À chaque fois c’est la même rengaine. Lorsqu’il liste les joueurs convoqués pour les prochains matchs de l’équipe de France, Didier Deschamps oublie volontairement le nom d’Alexandre Lacazette. Pourtant, ceux d’Anthony Martial ou de Wissam Ben Yedder sont sortis de la bouche du sélectionneur double champion du monde. À 28 ans, le buteur d’Arsenal ne compte donc que 16 sélections, pour trois petits buts. Pourtant, ce n’est pas faute d’essayer. Lacazette a même pris l’habitude de répondre à ses non-convocations en sortant un match de grande classe dans la foulée. Mais malgré ses qualités certaines, l’ex-Lyonnais n’arrive pas à s’imposer dans un groupe France qui semble pourtant lui tendre les bras à chaque fois qu’un rassemblement approche.

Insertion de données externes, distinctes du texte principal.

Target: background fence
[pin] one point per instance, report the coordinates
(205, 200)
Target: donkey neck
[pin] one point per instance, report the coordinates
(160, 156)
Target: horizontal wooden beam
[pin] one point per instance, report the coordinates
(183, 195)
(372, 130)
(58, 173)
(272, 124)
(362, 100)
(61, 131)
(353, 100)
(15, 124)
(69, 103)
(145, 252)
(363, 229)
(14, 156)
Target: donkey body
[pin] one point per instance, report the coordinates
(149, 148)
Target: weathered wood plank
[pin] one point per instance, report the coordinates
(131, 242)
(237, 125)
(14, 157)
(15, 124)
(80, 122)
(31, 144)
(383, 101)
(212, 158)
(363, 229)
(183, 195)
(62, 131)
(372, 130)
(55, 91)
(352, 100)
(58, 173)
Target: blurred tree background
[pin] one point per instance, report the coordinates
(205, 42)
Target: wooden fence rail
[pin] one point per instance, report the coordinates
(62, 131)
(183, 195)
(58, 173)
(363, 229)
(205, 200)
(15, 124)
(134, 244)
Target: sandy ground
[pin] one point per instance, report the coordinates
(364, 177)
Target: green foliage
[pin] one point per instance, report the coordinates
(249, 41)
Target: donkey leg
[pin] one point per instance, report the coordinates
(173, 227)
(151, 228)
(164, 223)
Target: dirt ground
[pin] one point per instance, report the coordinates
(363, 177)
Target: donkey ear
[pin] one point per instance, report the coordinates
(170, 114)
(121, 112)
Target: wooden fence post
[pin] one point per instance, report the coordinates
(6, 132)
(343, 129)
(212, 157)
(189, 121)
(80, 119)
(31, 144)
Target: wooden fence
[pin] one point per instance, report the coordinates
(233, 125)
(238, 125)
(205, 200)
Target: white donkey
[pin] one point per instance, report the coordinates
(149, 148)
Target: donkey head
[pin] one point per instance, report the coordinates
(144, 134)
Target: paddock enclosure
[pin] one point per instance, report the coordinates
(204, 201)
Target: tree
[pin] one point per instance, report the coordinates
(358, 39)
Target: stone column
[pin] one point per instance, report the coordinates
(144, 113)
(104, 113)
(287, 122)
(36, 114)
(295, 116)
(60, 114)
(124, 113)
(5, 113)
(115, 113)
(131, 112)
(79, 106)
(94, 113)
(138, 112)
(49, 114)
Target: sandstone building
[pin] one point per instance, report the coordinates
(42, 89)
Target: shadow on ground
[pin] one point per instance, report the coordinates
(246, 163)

En progrès constant dans le jeu

En novembre 2017, il est enfin titularisé avec le maillot bleu au milieu d’une attaque composée de Martial et de Mbappé. Face aux Allemands, alors champions du Monde, Alexandre Lacazette est remuant et incisif. Son doublé inscrit ce soir-là semblait alors le rapprocher d’une place de titulaire. Depuis, il n’a pas refoulé un terrain avec le maillot bleu sur le dos. Pourtant, tout semble lui ouvrir la voie à des convocations régulières. Sa complicité avec Griezmann n’est plus à démontrer, ce dernier lui témoignant même son amour sur Twitter.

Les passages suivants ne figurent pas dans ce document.